Scientists at Virginia Tech in the US are finding that there could be some truth to your grandmother's insistence that bugs prefer to bite you because you are 'sweeter'.

The study reveals that mosquitoes can rapidly learn and remember the smells of hosts and then use this information, incorporating it with other stimuli, to develop preferences for particular individuals within select vertebrate hosts.

However, the study also proved that even if an individual is deemed delicious-smelling, a mosquito's preference can shift if that person's smell is associated with an unpleasant sensation. Hosts who swat or swipe at mosquitoes or perform other defensive behaviors may be abandoned, no matter how sweet.

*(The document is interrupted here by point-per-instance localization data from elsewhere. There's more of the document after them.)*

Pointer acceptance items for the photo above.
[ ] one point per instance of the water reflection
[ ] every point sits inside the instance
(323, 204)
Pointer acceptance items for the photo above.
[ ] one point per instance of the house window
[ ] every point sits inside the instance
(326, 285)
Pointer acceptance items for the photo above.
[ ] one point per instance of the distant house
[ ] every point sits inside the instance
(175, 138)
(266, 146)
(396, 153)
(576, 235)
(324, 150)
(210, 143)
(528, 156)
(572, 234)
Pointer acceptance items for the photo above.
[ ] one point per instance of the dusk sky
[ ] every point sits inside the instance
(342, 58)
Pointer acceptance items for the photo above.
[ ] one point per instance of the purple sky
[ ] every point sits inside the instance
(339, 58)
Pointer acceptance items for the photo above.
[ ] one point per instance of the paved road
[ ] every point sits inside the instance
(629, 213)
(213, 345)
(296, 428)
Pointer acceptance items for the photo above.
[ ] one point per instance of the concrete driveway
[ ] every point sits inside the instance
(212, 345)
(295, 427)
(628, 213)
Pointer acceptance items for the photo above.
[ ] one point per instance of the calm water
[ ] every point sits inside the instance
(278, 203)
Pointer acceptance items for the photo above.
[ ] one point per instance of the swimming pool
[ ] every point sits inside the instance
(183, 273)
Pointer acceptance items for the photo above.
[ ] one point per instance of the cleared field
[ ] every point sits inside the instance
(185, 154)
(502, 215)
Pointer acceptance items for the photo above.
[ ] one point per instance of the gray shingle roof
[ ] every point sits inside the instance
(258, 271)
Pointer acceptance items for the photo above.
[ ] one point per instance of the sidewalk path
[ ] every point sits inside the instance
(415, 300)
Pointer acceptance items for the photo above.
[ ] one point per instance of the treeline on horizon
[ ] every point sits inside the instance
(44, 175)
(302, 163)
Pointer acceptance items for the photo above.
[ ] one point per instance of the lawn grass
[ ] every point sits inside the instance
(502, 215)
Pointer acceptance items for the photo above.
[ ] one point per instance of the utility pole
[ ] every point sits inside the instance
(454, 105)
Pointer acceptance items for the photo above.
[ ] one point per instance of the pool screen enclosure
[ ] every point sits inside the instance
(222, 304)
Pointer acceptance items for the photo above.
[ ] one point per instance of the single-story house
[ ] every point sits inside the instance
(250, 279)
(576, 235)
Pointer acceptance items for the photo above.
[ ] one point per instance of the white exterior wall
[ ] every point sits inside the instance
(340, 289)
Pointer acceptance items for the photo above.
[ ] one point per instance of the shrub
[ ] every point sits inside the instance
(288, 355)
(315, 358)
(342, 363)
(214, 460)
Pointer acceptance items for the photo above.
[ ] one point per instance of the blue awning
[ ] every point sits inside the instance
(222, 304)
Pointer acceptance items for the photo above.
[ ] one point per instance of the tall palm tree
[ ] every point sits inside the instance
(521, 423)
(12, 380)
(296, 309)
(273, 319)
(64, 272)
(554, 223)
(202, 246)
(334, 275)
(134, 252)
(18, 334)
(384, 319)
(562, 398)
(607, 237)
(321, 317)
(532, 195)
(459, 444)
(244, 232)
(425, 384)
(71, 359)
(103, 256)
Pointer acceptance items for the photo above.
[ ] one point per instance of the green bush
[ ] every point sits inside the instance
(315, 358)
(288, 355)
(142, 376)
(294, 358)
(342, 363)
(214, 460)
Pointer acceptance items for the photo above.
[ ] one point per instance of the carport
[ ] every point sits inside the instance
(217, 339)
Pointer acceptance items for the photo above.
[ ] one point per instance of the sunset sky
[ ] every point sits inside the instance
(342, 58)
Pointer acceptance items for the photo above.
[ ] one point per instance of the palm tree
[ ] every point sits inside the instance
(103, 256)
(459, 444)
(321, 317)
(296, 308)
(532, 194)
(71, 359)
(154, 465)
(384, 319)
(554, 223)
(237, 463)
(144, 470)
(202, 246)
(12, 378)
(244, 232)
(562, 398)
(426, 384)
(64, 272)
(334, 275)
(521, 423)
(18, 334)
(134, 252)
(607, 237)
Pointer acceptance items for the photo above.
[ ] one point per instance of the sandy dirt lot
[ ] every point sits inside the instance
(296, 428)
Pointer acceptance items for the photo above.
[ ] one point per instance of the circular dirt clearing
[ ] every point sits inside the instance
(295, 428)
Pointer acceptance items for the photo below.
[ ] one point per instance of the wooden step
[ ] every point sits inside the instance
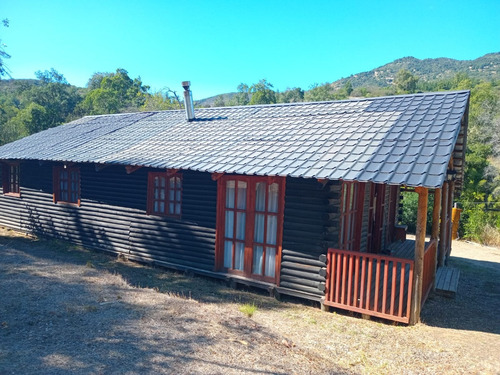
(447, 281)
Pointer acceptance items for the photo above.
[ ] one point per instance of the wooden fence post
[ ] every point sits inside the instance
(423, 195)
(443, 229)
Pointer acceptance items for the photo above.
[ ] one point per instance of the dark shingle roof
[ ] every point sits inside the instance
(404, 140)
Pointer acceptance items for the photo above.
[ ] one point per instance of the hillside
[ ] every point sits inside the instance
(486, 67)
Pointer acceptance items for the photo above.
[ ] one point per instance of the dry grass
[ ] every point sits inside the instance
(490, 236)
(59, 315)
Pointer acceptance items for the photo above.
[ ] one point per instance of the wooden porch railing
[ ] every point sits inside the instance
(370, 284)
(429, 269)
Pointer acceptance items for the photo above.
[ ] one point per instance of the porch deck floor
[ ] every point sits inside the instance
(404, 249)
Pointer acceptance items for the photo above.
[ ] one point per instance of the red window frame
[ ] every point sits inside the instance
(10, 179)
(165, 194)
(66, 185)
(250, 211)
(352, 196)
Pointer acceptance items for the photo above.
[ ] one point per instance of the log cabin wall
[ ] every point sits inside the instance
(112, 215)
(310, 226)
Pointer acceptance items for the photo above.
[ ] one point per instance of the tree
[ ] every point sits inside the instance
(406, 82)
(319, 93)
(4, 71)
(262, 93)
(219, 101)
(242, 97)
(113, 93)
(293, 95)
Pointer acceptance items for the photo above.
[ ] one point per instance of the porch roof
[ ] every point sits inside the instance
(403, 140)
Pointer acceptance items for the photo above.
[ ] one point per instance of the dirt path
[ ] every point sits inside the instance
(68, 310)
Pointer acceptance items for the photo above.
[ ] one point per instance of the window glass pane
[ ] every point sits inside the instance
(229, 224)
(259, 228)
(228, 254)
(230, 194)
(272, 198)
(260, 196)
(242, 195)
(270, 261)
(239, 255)
(240, 225)
(258, 252)
(272, 229)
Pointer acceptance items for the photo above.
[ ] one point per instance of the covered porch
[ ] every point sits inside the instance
(393, 285)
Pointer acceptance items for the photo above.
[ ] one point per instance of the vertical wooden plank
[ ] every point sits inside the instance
(363, 273)
(369, 284)
(356, 279)
(337, 278)
(410, 292)
(377, 285)
(442, 229)
(349, 280)
(401, 288)
(384, 287)
(393, 286)
(419, 255)
(344, 269)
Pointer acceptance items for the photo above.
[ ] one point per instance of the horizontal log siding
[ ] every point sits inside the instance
(306, 222)
(112, 215)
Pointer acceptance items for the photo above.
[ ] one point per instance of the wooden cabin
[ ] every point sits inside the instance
(301, 199)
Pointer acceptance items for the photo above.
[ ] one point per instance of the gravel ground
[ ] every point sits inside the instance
(68, 310)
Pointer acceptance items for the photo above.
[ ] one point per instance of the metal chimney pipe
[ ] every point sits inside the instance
(188, 101)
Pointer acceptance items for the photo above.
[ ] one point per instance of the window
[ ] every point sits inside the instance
(66, 185)
(351, 214)
(164, 194)
(250, 225)
(10, 176)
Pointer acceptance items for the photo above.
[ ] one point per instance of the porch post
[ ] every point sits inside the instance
(418, 271)
(435, 214)
(443, 228)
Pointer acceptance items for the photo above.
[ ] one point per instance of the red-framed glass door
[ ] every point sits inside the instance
(250, 226)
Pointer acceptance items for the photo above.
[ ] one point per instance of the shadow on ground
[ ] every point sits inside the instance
(477, 303)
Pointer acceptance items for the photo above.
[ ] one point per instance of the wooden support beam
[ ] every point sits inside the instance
(435, 214)
(443, 229)
(99, 167)
(171, 172)
(132, 168)
(451, 193)
(418, 273)
(216, 176)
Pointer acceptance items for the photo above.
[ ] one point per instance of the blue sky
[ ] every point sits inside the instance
(219, 44)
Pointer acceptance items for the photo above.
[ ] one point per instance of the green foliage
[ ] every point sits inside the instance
(294, 95)
(262, 93)
(406, 82)
(4, 71)
(248, 309)
(113, 93)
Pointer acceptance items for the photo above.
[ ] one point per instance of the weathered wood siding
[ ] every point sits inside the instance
(310, 220)
(112, 215)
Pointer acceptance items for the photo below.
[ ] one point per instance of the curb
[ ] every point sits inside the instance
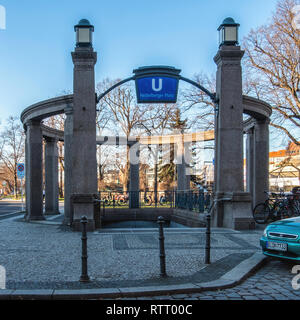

Researchers demonstrated that mosquitoes exhibit a trait known as aversive learning by training female Aedes aegypti mosquitoes to associate odors, including human body odors, with unpleasant shocks and vibrations. Twenty-four hours later, the same mosquitoes were assessed in a Y-shaped olfactometer, in which they had to fly upwind and choose between the once- human body odor associated with unpleasant sensation in one arm of the Y-shape and a control odor in the other arm. The mosquitoes avoided the human body odor, suggesting that they had been successfully trained.

Unfortunately, there is no way of knowing exactly what attracts a mosquito to a particular human as individuals are made up of unique molecular cocktails that include combinations of more than 400 chemicals. However, the study shows that mosquitoes are able to learn odors emitted by their host and avoid those that were more defensive.

"Understanding these mechanisms of mosquito learning and preferences may provide new tools for mosquito control," said one member of the study team. "For example, we could target mosquitoes' ability to learn and either impair it or exploit it to our advantage." Aedes aegypti mosquitoes are vectors for Zika fever, dengue fever, chikungunya, and yellow fever viruses, and can be found in tropical and subtropical regions throughout the world.